Angela Merkel encara la recta final de su mandato y la campaña para las elecciones federales de septiembre con niveles de popularidad inauditos en la República Federal: entre el 60% y el 70% de los alemanes vienen aprobando su gestión durante meses. Las encuestas le dan la preferencia de 58% de los electores ante un 18% que prefieren a su rival directo, Peer Steinbrück, y su partido, la CDU-CSU, adelanta por entre 15 y 18 puntos porcentuales a los socialdemócratas. Es difícil imaginar un cambio radical de rumbo impulsado por la política doméstica alemana. En Francia el escenario no podría ser más distinto. El anunciado retorno de Nicolas Sarkozy a la política a pocos meses de su derrota pone en evidencia el lamentable estado de la derecha francesa. François Hollande, sin embargo, no sólo no saca partido a la incompetencia de la oposición sino que pierde popularidad más rápido que ningún otro presidente de la República, contando a estas alturas con el apoyo de apenas un cuarto de sus conciudadanos. Su declarado rechazo a la austeridad no se ha traducido en una receta alternativa o un nuevo impulso. Francia aparece impotente, un país alérgico al cambio, a cualquier cambio.

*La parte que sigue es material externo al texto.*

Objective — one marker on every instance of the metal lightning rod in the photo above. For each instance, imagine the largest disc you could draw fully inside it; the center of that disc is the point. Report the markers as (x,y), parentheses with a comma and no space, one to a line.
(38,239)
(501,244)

Con París fuera de juego, lógico sería que Berlín mirase a Roma o Londres, las dos otras grandes capitales. A pesar de la pericia con la que Enrico Letta ha sorteado las numerosas dificultades de sus primeras semanas en el poder, la situación política de su Gobierno, dependiente de los votos en el Senado de la bancada de un Berlusconi acosado por la justicia, no va a dejar de ser precaria. Las finanzas públicas italianas siguen siendo motivo de preocupación y su economía está en profunda recesión, así que, incluso con un gobierno más sólido, no cabe esperar que Italia sola sea el socio y contrapeso de Alemania. David Cameron, por su lado, ha hecho lo posible por convertir al Reino Unido en irrelevante al sembrar dudas sobre su continuidad en la UE y autoeliminarse del nuevo ciclo de integración bancaria y económica, algo difícil de compaginar con la aspiración a mantener la capitalidad financiera de Europa.

Ni siquiera los dos grandes medianos, España y Polonia, pueden ser ese privilegiado segundón. La economía española podría haber tocado fondo, pero no hay recuperación a la vista; el espiral de deterioro de la confianza ciudadana se ahonda al calor de las revelaciones de corrupción en pleno corazón del sistema político. Polonia vive un momento muy distinto, con el gobierno más fuerte de cuantos ha tenido el país desde el retorno a la democracia en 1989 y un desempeño económico razonablemente bueno; pero la ausencia polaca de la Eurozona y su peso todavía modesto alejan a Varsovia de la posibilidad de ser pareja de baile de Berlín. Incluso los tres socios más próximos a Alemania dentro de la Eurozona —Austria, Finlandia y Países Bajos— son problemáticos: el entusiasmo por la austeridad de los tres países se mezcla con el euroescepticismo impulsado por boyantes partidos nacional-populistas. El mayor giro se registra en La Haya, dónde recientemente el gobierno puso en cuestión la idea central de la integración europea desde el Tratado de Roma de 1957 al declarar que “el tiempo de una Unión cada vez más estrecha ha pasado”.

Compuesta y sin novio, tras sus elecciones Alemania buscará en vano una pareja de baile que le permita trazar un nuevo rumbo aceptable para todos los socios a la vez que le presione lo suficiente para reequilibrar su posición. Incluso si estuviese dispuesta a actuar en solitario, su peso en la UE e incluso en la Eurozona, dónde a fin de cuentas representa un 27% del PIB total, no le bastarían. La pregunta de cara a septiembre, por lo tanto, no es cuál será el cambio de rumbo que pueda venir de Berlín, sino quién podrá ser la contraparte imprescindible para modificar la trayectoria de desintegración en la que se está sumiendo la Unión Europea.